Ten days later the case was tried. The plaintiff called no witnesses. Defendants introduced the testimony of just one witness, a real estate broker and appraiser who qualified as an expert. It was his opinion that the defendants' properties would not derive any benefit from the installation of the sidewalk. His opinion was based upon general character of the properties, "the fact they have existed for many years without sidewalks, the need for people to use those sidewalks, and the appearance or the change in esthetics that might occur as a result of the improvement." The witness than stated that the sidewalk in question would either begin or end at the easterly end of one of the defendants properties, that there were sidewalks either in place or proposed on the south side of the street and that that sidewalk would provide any necessary access to the residents of the area. This concluded the defendants' proof.

• 1 Defendants contend that they were denied their right to introduce evidence on the issue of necessity, bottoming their argument on the trial judge's view expressed during the initial hearing. While we agree that the judge's understanding of the law on the subject was incorrect, Village of Glencoe v. Jackson, 102 Ill. App.2d 65, 74 (1968); City of Waukegan v. Drobnick, 61 Ill. App.2d 88, 97 (1965), we do not find it to be grounds for reversing this case.

• 2 At the time of the preliminary hearing, defendants were not prepared for trial and requested a continuance. Subsequently, at trial, the evidence introduced by defendants' expert included testimony, meager as it might have been, which touched upon the necessity of the improvement. No objection was made to the inclusion of such evidence. Further, the judge's earlier-expressed view did not preclude defendants from calling other witnesses on this issue. In the event testimony of such other witnesses had been prevented, defendants could have made an offer of proof. This is not a case where the judge's attitude can be said to make such an offer unnecessary. Miller v. Chicago Transit Authority, 78 Ill. App.2d 375, 379-381 (1966).

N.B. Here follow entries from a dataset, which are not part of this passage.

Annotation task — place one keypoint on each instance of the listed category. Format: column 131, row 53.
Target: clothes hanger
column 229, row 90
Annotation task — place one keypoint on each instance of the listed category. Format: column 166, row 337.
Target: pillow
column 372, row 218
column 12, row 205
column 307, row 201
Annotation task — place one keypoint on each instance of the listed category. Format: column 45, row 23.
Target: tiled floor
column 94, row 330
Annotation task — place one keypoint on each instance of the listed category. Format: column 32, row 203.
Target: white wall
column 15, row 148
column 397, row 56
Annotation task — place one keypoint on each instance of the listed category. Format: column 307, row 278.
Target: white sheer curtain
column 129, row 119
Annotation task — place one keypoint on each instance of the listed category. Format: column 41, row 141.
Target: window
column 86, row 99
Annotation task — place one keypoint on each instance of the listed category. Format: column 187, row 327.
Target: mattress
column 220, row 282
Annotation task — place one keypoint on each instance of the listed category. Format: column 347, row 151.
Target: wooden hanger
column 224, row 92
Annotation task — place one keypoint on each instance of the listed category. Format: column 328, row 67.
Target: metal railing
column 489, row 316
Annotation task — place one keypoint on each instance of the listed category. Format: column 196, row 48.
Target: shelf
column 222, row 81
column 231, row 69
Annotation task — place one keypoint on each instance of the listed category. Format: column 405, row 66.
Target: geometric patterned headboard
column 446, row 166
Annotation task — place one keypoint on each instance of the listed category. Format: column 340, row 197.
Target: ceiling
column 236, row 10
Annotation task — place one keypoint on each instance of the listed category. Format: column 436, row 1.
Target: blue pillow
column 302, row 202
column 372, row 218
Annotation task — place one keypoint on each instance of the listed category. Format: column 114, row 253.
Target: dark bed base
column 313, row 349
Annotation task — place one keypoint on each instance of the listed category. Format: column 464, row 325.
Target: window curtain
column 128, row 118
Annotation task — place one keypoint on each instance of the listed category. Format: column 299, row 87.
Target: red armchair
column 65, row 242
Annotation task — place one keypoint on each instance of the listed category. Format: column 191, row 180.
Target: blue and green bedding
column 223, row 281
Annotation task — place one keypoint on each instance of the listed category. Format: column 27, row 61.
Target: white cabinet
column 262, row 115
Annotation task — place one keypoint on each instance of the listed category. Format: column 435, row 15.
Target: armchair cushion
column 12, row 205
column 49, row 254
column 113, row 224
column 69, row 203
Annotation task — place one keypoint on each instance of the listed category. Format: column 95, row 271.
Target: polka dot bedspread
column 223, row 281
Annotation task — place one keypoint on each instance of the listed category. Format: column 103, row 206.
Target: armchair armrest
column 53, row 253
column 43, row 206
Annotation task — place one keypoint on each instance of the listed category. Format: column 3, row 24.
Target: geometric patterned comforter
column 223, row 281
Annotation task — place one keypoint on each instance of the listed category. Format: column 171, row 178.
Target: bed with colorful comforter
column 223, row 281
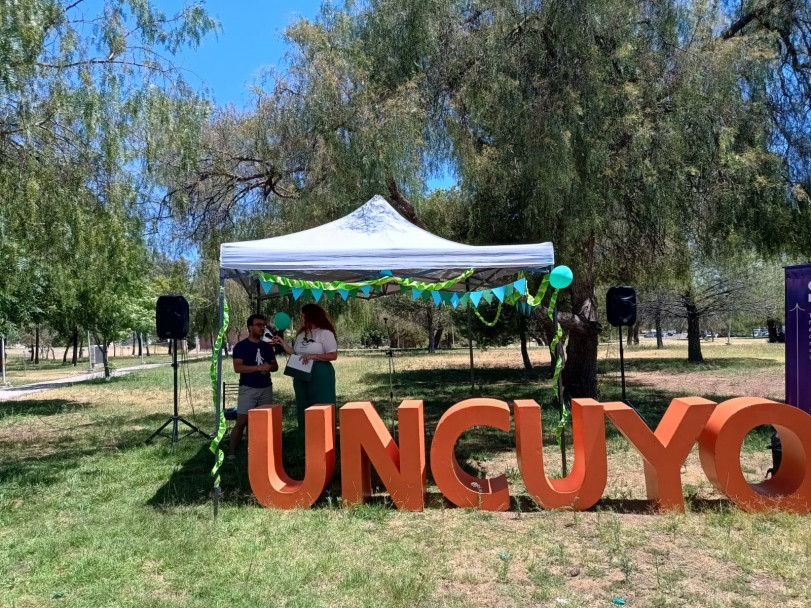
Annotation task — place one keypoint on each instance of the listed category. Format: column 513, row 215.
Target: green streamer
column 215, row 443
column 334, row 285
column 488, row 323
column 561, row 424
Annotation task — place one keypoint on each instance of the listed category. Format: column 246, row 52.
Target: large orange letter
column 270, row 484
column 365, row 439
column 666, row 450
column 584, row 486
column 461, row 488
column 720, row 452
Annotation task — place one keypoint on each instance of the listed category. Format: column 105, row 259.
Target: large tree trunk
column 580, row 373
column 524, row 353
column 693, row 332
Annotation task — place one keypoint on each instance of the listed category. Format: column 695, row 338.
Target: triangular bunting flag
column 266, row 285
column 521, row 286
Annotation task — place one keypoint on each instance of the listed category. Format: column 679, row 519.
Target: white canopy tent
column 372, row 239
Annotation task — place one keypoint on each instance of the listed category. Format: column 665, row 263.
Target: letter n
column 269, row 482
column 458, row 486
column 585, row 484
column 366, row 441
column 664, row 451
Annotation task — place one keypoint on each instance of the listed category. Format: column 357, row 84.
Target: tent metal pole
column 219, row 352
column 3, row 357
column 470, row 336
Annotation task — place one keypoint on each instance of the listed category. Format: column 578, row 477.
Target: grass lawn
column 20, row 370
column 91, row 516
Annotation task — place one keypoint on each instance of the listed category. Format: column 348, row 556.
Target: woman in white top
column 315, row 342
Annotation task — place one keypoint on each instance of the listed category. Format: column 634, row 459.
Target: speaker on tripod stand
column 172, row 323
column 620, row 304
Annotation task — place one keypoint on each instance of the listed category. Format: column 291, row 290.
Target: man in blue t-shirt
column 254, row 359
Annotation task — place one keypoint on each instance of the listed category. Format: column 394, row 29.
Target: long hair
column 315, row 317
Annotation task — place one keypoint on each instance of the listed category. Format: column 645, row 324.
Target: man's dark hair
column 253, row 318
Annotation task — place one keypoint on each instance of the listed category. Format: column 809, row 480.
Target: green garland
column 215, row 444
column 336, row 285
column 488, row 323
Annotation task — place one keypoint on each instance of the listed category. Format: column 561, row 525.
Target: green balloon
column 560, row 277
column 281, row 321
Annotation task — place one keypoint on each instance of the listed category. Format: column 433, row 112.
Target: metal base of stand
column 174, row 420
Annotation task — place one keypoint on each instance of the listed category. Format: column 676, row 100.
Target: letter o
column 720, row 452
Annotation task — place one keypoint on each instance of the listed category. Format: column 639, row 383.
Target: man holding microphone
column 254, row 359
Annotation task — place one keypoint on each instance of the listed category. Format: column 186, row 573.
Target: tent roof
column 372, row 238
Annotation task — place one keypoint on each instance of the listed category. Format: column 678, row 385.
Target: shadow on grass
column 680, row 365
column 40, row 407
column 65, row 452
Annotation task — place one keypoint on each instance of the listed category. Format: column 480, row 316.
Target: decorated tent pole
column 470, row 339
column 3, row 357
column 558, row 349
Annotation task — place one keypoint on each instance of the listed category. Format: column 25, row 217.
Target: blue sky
column 251, row 40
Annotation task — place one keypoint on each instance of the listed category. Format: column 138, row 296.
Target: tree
column 627, row 133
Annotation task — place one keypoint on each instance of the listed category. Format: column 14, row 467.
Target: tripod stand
column 173, row 420
column 390, row 355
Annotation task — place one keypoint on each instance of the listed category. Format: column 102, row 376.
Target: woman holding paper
column 315, row 341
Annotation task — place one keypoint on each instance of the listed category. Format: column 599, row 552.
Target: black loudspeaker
column 172, row 317
column 621, row 306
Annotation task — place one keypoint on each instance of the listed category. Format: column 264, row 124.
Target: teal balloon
column 281, row 321
column 560, row 277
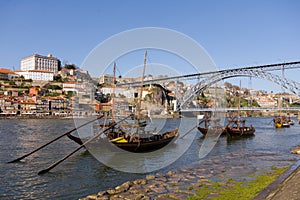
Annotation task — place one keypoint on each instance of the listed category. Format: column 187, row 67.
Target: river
column 82, row 174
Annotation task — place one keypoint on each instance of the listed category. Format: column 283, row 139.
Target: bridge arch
column 288, row 84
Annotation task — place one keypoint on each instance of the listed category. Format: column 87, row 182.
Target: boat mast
column 141, row 90
column 239, row 105
column 113, row 95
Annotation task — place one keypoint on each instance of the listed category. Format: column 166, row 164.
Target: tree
column 70, row 66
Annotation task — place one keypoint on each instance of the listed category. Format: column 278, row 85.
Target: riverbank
column 275, row 183
column 189, row 184
column 192, row 184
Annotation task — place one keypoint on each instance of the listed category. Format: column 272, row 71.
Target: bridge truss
column 207, row 79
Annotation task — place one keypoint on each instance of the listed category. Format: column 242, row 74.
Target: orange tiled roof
column 6, row 71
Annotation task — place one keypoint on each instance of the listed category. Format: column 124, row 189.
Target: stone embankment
column 159, row 186
column 185, row 183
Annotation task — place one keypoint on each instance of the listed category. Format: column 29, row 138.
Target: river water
column 82, row 174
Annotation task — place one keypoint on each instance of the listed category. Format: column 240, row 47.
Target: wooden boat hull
column 242, row 131
column 153, row 143
column 205, row 130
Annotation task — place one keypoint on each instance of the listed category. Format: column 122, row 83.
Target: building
column 6, row 74
column 39, row 62
column 36, row 75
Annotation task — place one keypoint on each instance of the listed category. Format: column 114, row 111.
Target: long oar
column 78, row 148
column 28, row 154
column 188, row 132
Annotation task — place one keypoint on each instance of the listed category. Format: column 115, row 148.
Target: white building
column 39, row 62
column 36, row 75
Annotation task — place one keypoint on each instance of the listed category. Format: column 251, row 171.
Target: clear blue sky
column 234, row 33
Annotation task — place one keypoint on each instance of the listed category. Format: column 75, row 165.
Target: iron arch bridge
column 188, row 96
column 207, row 79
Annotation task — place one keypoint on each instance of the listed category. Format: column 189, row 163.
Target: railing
column 242, row 109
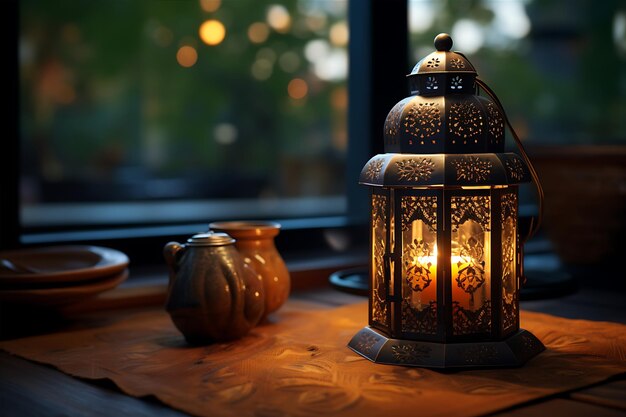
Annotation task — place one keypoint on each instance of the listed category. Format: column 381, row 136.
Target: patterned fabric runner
column 299, row 365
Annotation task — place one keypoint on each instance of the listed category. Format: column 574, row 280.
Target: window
column 159, row 112
column 559, row 74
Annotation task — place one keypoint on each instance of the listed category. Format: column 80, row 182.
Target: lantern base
column 513, row 351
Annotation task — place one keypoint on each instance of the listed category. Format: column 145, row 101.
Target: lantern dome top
column 443, row 60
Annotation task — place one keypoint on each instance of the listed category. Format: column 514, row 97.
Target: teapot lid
column 210, row 239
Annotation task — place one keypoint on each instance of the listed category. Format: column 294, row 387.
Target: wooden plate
column 49, row 297
column 59, row 264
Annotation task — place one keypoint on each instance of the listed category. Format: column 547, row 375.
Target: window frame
column 378, row 60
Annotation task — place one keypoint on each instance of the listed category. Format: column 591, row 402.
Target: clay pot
column 213, row 295
column 255, row 242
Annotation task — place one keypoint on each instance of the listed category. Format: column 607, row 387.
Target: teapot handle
column 172, row 253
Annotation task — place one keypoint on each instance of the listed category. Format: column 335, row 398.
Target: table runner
column 299, row 365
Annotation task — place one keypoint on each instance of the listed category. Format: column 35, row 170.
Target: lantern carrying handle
column 535, row 222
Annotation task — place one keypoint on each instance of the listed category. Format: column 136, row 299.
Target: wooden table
column 30, row 389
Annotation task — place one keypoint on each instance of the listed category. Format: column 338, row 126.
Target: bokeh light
column 278, row 18
column 338, row 34
column 212, row 32
column 258, row 32
column 262, row 69
column 289, row 61
column 187, row 56
column 297, row 88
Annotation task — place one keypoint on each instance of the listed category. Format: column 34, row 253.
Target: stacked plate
column 59, row 275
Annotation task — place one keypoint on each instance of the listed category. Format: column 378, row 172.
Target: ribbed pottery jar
column 255, row 242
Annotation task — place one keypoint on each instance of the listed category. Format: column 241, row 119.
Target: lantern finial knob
column 443, row 42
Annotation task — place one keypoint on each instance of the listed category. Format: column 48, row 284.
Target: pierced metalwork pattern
column 415, row 320
column 509, row 250
column 509, row 207
column 432, row 84
column 478, row 354
column 373, row 169
column 394, row 121
column 379, row 226
column 422, row 208
column 471, row 267
column 466, row 121
column 379, row 306
column 472, row 168
column 515, row 169
column 410, row 353
column 366, row 342
column 531, row 343
column 415, row 169
column 379, row 212
column 417, row 273
column 456, row 83
column 433, row 63
column 456, row 63
column 496, row 123
column 468, row 321
column 474, row 207
column 423, row 121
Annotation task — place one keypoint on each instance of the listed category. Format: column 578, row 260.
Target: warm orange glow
column 338, row 34
column 210, row 5
column 212, row 32
column 187, row 56
column 279, row 18
column 297, row 88
column 258, row 32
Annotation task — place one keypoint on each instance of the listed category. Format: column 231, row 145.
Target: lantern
column 445, row 251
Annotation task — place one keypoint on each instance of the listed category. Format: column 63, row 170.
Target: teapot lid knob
column 443, row 42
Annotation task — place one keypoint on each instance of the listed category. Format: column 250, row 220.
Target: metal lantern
column 445, row 261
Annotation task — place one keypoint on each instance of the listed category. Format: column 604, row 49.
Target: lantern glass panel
column 378, row 294
column 419, row 269
column 509, row 258
column 471, row 264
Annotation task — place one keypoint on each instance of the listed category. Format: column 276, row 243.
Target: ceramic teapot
column 213, row 295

• 3-5 On this issue, however, there remains the question of whether the testimony of defendants' expert, that the sidewalk was not necessary, was sufficient to overcome the plaintiff's ordinance declaring the sidewalk necessary. The necessity of a local improvement is a legislative determination expressed by ordinance and is presumed valid unless found unreasonable. The presumption will not be overturned upon the mere opinion of witnesses that the improvement is unnecessary. The evidence must be clear that the legislative determination is unreasonable before the court will interfere. (City of Ottawa v. Colwell, 260 Ill. 548, 553 (1913); Village of Millstadt v. Bereitschaft, 344 Ill. 550, 554 (1931); Village of Glencoe v. Jackson, supra.) We find that the proof herein was insufficient to overcome the presumption of necessity created by the plaintiff's ordinance.

• 6-8 Defendants claim, that no private benefit accrued to their properties, is without foundation in the evidence. (Plaintiff's share of the total cost was approximately thirty-eight percent.) The assessment roll filed by the plaintiff herein is prima facie evidence that defendants' properties benefited to the extent shown thereby. (City of Chicago v. Marsh, 250 Ill. 512, 514 (1911).) To overcome the prima facie case made by the introduction of this roll, the defendants must show the fair cash market value of the property before and after the improvement. (Village of Marissa v. Jones, 327 Ill. 180, 192-193 (1927).) This was not done. Defendants only evidence on this point was the conclusionary statement of their expert that the sidewalk would be of no benefit. *fn1 The law is that a reviewing court will not disturb a finding on the question of benefits unless it is clearly and palpably against the manifest weight of the evidence. (Village of Marissa v. Jones, supra, at 193 and City of Chicago v. Marsh, supra, at 514.) Defendants have not met this criteria.

For the reasons stated, the judgment will be affirmed.

Judgment affirmed.

SEIDENFELD, P.J., and ABRAHAMSON, J., concur.